También se recomienda el consumo de una porción de pescado cada semana de las siguientes especies (de mayor tamaño y con mayor presencia de omega 6): lutjánido o pargo, gallineta o pescado de roca, caballa española, rape, halibut o fletán, dorado/pez delfín, bacalao negro, perca rayada (de mar), blanquillo o lofolátilo, atún o albacora/blanco enlatado y fresco/congelado, chopa, carpa, mero, corvinata real/trucha de mar, corvina blanca/Corvina del Pacífico, bagre búfalo (o bagre boca chica) y perca de mar chilena/Merluza negra.

Por último, los pescados más grandes y cuyo consumo debe ser realizado de forma puntual (no incorporado a nuestra dieta semanal), son las especies de macarela rey o caballa, reloj anaranjado, raya o pez emperador, aguja, tiburón blanquillo o lofolátilo (Golfo de México), atún de ojos grandes o patudo, pez espada.

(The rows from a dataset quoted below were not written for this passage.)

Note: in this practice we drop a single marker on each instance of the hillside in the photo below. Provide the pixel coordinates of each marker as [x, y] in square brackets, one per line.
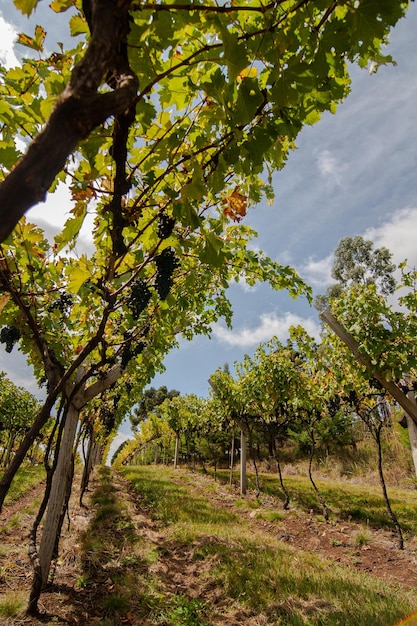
[158, 547]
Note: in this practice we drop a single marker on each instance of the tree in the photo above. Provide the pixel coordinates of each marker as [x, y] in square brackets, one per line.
[357, 262]
[150, 400]
[272, 384]
[234, 86]
[17, 408]
[162, 121]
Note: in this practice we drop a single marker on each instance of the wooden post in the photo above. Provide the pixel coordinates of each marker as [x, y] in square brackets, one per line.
[243, 483]
[411, 425]
[177, 443]
[232, 459]
[409, 408]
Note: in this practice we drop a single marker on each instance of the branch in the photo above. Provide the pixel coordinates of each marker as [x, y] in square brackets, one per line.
[80, 109]
[99, 386]
[353, 346]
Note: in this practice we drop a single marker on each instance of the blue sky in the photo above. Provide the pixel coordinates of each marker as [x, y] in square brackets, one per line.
[353, 173]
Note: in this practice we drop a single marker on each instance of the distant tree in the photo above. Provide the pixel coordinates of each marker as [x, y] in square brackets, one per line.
[150, 400]
[358, 262]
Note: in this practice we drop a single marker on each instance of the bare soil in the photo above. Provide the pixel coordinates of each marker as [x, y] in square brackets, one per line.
[67, 602]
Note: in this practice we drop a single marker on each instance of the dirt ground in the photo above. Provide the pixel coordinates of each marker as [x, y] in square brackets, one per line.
[67, 603]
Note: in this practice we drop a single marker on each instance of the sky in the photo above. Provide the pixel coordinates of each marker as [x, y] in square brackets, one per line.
[353, 173]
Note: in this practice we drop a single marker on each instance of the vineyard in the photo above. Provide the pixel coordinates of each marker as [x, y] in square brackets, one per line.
[158, 546]
[164, 123]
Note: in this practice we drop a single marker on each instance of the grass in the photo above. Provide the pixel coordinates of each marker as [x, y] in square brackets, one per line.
[12, 603]
[353, 502]
[26, 478]
[256, 573]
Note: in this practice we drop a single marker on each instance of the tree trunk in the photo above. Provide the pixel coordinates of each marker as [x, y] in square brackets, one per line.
[177, 445]
[59, 491]
[88, 465]
[390, 512]
[310, 474]
[232, 459]
[243, 479]
[9, 448]
[281, 482]
[411, 425]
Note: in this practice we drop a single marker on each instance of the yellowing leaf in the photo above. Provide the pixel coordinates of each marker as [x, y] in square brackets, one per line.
[3, 301]
[77, 276]
[248, 72]
[236, 205]
[26, 6]
[59, 6]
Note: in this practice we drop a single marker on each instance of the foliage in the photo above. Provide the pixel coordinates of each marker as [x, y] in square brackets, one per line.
[150, 399]
[356, 263]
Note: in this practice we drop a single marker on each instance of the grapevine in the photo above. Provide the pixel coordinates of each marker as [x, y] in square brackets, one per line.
[139, 298]
[165, 225]
[62, 304]
[9, 335]
[130, 352]
[165, 263]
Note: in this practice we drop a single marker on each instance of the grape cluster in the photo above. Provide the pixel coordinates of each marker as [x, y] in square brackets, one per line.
[165, 263]
[139, 297]
[9, 335]
[333, 405]
[165, 225]
[131, 351]
[62, 304]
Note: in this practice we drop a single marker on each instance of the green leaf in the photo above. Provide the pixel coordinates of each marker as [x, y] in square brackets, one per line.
[36, 42]
[78, 25]
[25, 6]
[77, 275]
[59, 6]
[212, 252]
[70, 231]
[248, 101]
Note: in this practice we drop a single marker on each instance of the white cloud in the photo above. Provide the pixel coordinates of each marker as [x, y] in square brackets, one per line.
[398, 234]
[8, 36]
[329, 167]
[317, 272]
[117, 441]
[270, 325]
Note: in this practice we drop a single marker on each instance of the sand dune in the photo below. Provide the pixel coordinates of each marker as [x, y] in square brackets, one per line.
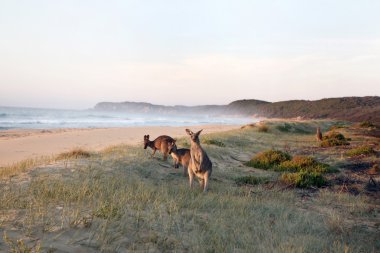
[17, 145]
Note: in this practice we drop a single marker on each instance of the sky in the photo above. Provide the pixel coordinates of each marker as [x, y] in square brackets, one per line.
[73, 54]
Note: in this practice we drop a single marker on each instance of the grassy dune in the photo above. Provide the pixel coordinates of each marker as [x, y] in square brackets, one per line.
[122, 200]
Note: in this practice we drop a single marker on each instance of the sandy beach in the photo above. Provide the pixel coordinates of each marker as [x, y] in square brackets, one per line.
[20, 144]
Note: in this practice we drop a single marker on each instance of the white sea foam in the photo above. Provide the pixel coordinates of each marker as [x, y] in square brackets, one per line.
[15, 117]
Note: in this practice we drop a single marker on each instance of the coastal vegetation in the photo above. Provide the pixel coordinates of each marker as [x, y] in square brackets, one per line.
[275, 191]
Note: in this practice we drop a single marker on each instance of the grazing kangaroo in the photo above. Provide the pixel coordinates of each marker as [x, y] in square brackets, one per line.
[160, 143]
[200, 164]
[180, 156]
[319, 134]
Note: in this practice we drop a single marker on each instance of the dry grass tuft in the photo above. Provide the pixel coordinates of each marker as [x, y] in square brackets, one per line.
[268, 159]
[364, 150]
[334, 138]
[74, 154]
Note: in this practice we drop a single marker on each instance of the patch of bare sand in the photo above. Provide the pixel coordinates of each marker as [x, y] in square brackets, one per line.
[18, 145]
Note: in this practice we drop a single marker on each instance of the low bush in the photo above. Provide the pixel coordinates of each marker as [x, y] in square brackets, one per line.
[251, 180]
[74, 154]
[333, 138]
[263, 128]
[365, 150]
[304, 179]
[366, 124]
[268, 159]
[305, 163]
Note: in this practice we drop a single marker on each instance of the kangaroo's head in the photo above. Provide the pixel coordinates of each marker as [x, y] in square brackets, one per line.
[146, 141]
[172, 147]
[194, 136]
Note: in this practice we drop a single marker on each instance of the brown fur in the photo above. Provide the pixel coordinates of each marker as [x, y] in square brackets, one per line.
[200, 164]
[180, 156]
[319, 134]
[160, 144]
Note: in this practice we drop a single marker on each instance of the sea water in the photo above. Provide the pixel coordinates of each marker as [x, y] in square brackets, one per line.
[17, 117]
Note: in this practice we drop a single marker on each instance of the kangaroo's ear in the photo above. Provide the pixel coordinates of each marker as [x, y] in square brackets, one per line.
[198, 133]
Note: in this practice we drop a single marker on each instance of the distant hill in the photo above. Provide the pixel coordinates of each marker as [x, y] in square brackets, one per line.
[345, 108]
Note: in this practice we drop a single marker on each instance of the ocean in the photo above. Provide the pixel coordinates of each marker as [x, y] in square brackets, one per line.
[34, 118]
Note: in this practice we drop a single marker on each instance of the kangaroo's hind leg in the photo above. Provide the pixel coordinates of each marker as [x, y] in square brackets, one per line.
[154, 151]
[201, 183]
[191, 176]
[164, 150]
[206, 180]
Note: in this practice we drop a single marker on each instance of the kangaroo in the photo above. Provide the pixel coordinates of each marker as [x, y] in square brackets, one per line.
[319, 134]
[160, 143]
[200, 165]
[180, 156]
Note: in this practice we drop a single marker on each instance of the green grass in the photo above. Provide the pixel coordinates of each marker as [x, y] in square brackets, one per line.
[251, 180]
[366, 124]
[268, 159]
[364, 150]
[333, 138]
[303, 163]
[213, 142]
[304, 179]
[74, 154]
[263, 128]
[122, 200]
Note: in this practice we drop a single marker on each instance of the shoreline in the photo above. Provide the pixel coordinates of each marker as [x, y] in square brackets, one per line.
[20, 144]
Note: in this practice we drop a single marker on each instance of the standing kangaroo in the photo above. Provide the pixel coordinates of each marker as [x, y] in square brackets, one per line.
[180, 156]
[160, 143]
[319, 134]
[200, 164]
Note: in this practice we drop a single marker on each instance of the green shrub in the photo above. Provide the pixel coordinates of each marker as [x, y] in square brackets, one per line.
[304, 179]
[366, 124]
[338, 126]
[268, 159]
[333, 138]
[263, 128]
[304, 163]
[213, 142]
[362, 150]
[251, 180]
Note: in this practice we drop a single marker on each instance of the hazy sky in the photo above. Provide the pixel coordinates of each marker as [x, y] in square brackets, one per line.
[73, 54]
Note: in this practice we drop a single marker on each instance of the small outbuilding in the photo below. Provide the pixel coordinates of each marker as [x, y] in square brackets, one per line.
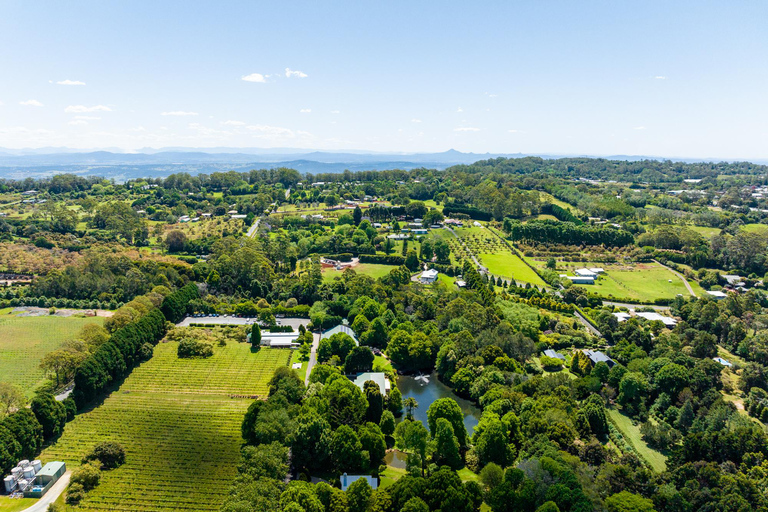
[347, 480]
[553, 354]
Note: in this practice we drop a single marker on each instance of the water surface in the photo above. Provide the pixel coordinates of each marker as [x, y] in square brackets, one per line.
[426, 389]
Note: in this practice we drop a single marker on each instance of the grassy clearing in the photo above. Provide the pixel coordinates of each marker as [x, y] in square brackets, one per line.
[761, 229]
[24, 341]
[509, 265]
[296, 358]
[705, 231]
[15, 505]
[631, 432]
[370, 269]
[494, 254]
[180, 425]
[643, 282]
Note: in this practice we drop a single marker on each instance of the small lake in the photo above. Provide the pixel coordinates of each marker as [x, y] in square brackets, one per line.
[428, 388]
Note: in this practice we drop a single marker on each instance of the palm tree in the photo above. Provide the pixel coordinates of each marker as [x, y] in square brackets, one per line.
[410, 404]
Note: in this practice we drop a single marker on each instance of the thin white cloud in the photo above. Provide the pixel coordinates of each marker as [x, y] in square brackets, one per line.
[80, 109]
[179, 113]
[255, 77]
[270, 130]
[289, 73]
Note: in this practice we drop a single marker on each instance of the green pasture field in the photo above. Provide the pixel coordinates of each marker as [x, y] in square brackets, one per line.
[15, 505]
[507, 264]
[496, 256]
[656, 459]
[296, 358]
[179, 422]
[643, 282]
[370, 269]
[761, 229]
[24, 341]
[705, 231]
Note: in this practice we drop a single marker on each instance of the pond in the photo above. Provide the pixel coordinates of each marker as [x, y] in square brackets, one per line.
[428, 388]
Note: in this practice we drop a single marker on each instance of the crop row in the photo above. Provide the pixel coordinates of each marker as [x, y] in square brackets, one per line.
[180, 429]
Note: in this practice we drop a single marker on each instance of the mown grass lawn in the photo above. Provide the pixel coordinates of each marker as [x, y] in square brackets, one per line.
[642, 282]
[369, 269]
[24, 341]
[705, 231]
[656, 459]
[510, 265]
[15, 505]
[755, 228]
[179, 421]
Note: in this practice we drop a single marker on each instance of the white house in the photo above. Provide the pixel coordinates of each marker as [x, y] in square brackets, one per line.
[428, 276]
[667, 321]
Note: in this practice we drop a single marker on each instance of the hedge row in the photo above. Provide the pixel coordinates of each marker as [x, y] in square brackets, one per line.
[382, 260]
[174, 306]
[117, 356]
[474, 213]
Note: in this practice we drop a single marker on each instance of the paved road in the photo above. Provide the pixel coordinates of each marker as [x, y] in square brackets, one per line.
[589, 326]
[312, 356]
[52, 494]
[233, 320]
[635, 306]
[254, 228]
[471, 255]
[682, 277]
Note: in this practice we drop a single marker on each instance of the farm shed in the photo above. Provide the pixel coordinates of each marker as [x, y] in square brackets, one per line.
[556, 355]
[341, 328]
[380, 378]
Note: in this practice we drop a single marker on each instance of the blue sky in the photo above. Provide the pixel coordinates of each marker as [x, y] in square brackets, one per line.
[684, 79]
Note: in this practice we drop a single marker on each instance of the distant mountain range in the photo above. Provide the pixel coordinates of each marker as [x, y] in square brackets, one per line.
[150, 162]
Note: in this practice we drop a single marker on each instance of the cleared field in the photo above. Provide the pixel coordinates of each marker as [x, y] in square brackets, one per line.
[180, 425]
[369, 269]
[496, 256]
[15, 505]
[507, 264]
[705, 231]
[631, 432]
[643, 282]
[761, 229]
[24, 341]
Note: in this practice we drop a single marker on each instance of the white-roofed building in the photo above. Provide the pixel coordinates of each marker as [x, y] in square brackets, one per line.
[667, 321]
[428, 276]
[622, 317]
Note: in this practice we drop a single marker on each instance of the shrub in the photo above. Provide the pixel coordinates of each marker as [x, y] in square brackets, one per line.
[88, 476]
[193, 348]
[109, 453]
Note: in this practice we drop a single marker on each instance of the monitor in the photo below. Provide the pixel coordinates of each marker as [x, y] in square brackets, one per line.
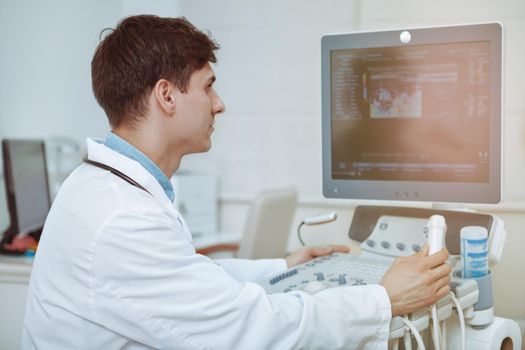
[27, 189]
[413, 114]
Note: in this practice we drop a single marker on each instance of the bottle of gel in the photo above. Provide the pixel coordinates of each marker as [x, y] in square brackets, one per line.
[474, 251]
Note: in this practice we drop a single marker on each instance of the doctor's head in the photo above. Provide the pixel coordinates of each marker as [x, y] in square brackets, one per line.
[153, 65]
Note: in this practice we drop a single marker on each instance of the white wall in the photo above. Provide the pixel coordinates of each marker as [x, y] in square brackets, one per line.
[269, 78]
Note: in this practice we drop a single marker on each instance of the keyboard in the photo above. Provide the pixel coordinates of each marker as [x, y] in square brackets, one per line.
[336, 270]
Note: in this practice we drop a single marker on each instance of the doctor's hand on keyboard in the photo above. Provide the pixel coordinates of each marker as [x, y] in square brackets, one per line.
[308, 253]
[417, 281]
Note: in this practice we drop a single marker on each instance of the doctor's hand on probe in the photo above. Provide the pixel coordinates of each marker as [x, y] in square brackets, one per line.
[308, 253]
[417, 281]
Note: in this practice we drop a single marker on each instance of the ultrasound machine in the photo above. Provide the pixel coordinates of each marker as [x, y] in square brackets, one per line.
[415, 115]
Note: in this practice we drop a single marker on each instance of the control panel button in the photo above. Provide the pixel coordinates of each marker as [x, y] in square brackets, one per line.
[314, 287]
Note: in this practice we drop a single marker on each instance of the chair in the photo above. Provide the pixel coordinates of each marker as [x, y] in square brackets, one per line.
[268, 225]
[266, 229]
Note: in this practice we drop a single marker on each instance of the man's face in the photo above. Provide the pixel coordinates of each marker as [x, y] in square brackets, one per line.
[195, 112]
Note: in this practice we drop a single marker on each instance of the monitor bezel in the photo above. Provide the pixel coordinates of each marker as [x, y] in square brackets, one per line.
[7, 144]
[455, 192]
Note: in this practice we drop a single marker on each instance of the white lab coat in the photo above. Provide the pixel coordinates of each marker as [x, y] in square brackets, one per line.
[116, 269]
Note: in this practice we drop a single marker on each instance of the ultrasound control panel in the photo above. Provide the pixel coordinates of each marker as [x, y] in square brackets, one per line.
[395, 236]
[336, 270]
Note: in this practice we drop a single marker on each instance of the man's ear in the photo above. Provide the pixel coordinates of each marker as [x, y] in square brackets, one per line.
[164, 93]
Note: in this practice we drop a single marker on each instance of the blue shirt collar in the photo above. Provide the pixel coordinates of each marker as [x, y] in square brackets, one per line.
[121, 146]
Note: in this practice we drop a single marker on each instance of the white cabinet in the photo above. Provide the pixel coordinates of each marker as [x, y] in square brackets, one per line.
[14, 283]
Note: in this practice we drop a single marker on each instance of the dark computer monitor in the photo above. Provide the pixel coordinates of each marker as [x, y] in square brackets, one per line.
[413, 114]
[27, 189]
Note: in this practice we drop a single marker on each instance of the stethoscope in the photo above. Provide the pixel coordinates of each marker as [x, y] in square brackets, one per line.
[116, 172]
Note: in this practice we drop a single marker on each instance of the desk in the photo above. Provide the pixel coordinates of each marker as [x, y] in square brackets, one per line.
[15, 272]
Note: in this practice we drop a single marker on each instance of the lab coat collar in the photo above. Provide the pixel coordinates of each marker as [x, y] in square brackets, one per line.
[98, 152]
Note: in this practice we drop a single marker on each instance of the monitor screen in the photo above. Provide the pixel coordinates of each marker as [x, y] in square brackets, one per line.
[26, 184]
[413, 114]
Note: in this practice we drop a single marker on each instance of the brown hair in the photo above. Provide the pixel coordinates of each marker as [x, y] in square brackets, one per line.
[134, 56]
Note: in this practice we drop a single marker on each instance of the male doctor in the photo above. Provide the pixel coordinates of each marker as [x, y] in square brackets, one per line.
[116, 268]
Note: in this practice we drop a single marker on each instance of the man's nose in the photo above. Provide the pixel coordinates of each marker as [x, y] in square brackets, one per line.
[218, 106]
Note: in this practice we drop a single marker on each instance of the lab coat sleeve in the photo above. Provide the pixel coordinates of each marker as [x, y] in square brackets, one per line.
[245, 270]
[150, 286]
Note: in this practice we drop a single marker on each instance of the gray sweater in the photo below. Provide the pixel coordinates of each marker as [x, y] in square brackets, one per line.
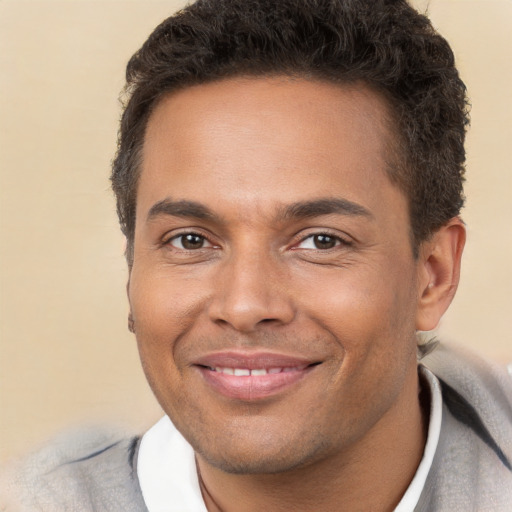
[471, 471]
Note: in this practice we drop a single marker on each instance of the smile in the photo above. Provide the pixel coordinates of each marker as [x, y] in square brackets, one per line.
[252, 377]
[246, 372]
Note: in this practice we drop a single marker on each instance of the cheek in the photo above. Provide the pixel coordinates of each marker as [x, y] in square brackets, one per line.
[369, 310]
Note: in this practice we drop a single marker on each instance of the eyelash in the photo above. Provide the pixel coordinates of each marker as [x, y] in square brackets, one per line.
[339, 241]
[182, 235]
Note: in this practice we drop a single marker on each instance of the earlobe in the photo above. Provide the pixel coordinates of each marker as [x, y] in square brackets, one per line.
[439, 272]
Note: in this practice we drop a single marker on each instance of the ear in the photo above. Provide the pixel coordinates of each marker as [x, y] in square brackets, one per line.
[439, 271]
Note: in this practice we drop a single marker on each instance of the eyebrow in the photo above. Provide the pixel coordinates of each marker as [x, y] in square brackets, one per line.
[301, 209]
[180, 209]
[324, 206]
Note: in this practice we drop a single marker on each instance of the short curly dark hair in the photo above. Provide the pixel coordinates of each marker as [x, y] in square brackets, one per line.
[385, 44]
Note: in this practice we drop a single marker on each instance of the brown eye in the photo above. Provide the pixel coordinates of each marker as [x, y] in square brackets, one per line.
[189, 242]
[324, 241]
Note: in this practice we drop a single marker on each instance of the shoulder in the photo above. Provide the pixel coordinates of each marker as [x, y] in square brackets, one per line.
[82, 470]
[472, 467]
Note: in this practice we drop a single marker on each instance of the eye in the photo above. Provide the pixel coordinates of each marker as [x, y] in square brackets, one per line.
[322, 241]
[189, 242]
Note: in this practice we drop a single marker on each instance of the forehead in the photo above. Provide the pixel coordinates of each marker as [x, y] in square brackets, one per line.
[257, 142]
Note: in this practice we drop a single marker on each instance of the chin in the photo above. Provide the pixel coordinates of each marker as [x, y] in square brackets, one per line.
[263, 459]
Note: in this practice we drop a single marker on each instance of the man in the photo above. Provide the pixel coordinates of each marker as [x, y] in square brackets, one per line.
[289, 181]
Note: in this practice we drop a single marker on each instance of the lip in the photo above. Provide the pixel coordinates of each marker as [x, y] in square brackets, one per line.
[253, 387]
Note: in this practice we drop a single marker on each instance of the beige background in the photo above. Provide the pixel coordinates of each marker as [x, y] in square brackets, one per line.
[65, 353]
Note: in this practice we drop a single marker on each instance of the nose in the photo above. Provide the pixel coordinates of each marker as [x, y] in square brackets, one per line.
[251, 291]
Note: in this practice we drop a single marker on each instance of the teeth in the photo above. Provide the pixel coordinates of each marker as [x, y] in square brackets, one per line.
[245, 372]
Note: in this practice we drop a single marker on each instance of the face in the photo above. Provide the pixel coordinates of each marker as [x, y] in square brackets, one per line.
[273, 287]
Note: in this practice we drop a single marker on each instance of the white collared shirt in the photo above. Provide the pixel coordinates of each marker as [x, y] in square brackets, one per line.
[167, 471]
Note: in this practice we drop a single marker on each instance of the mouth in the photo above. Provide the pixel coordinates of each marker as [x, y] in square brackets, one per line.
[253, 377]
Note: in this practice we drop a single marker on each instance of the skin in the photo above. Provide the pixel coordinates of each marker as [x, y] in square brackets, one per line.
[350, 432]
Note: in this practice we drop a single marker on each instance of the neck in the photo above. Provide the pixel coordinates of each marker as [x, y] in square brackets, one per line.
[371, 474]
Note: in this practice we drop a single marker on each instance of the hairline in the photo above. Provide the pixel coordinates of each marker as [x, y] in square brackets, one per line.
[395, 158]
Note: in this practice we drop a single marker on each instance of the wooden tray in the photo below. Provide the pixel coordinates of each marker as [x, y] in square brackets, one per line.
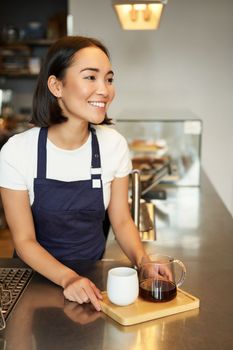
[142, 310]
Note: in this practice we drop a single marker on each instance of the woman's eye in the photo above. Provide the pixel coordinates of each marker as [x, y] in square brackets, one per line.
[110, 80]
[90, 77]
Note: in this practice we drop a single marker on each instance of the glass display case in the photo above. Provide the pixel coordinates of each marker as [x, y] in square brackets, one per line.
[165, 151]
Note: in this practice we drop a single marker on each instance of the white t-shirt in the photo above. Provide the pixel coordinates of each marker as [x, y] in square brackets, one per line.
[18, 160]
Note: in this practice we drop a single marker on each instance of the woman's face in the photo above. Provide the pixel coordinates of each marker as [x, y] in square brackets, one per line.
[87, 89]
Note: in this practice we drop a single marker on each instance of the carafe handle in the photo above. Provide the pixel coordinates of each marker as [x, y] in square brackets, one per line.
[183, 274]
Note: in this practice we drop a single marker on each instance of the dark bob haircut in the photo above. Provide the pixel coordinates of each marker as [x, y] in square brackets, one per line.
[46, 110]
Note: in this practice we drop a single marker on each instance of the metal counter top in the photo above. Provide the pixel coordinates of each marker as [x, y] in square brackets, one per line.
[192, 225]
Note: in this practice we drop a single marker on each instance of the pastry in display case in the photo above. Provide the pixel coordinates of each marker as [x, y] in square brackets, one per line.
[165, 151]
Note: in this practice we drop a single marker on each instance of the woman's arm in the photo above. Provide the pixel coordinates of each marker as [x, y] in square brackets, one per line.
[122, 223]
[19, 218]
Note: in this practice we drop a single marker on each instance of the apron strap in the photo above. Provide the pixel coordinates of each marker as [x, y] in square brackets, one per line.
[96, 170]
[42, 154]
[95, 161]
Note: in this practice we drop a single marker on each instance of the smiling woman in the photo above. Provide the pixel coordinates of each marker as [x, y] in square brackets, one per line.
[59, 178]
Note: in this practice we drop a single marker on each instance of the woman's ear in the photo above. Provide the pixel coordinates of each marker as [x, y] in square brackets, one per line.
[54, 86]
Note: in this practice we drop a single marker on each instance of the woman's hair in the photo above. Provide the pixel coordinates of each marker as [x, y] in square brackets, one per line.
[46, 110]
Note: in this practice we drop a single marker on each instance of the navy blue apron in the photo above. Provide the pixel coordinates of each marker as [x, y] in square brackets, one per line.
[68, 216]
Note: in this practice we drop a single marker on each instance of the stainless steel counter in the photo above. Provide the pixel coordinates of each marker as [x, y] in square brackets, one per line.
[192, 225]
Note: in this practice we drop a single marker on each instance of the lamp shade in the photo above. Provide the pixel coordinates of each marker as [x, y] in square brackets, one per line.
[139, 15]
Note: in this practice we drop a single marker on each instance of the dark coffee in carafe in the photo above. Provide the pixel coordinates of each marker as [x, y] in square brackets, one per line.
[157, 290]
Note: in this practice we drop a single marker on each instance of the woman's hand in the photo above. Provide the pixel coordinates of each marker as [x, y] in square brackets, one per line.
[82, 290]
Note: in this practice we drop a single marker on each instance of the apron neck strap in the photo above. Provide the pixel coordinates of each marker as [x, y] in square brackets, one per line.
[42, 154]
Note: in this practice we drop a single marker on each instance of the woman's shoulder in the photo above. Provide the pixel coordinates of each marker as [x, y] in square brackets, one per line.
[22, 141]
[109, 133]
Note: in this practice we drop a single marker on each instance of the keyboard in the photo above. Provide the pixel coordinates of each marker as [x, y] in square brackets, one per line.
[13, 281]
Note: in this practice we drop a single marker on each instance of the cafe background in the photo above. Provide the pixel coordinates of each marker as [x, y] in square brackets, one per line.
[182, 70]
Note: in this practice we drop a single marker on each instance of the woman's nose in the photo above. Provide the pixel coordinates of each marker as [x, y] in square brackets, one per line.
[103, 89]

Si sigues estas recomendaciones de consumo de pescado durante el embarazo y lactancia evitarás cualquier riesgo para tu salud y la de tu hijo.

Control del embarazo en la consulta de nutrición

 

La consulta del dietista – nutricionista es una buena opción para llevar un buen control del embarazo. La realización de una dieta personalizada ayuda a mejorar las molestias del embarazo y a poder hacer un buen control del peso. Una de las herramientas que utilizamos en Alimmenta es la medición del pliegue tricipital y la circunferencia del brazo derecho. Si las medidas se mantienen constantes significará que no se está engordando y que la ganancia de peso que se produce es correcta. Si por el contrario las medidas disminuyen o aumentan significará que la mujer está adelgazando o ganando más peso de lo recomendado. En estos casos es importante corregir la dieta.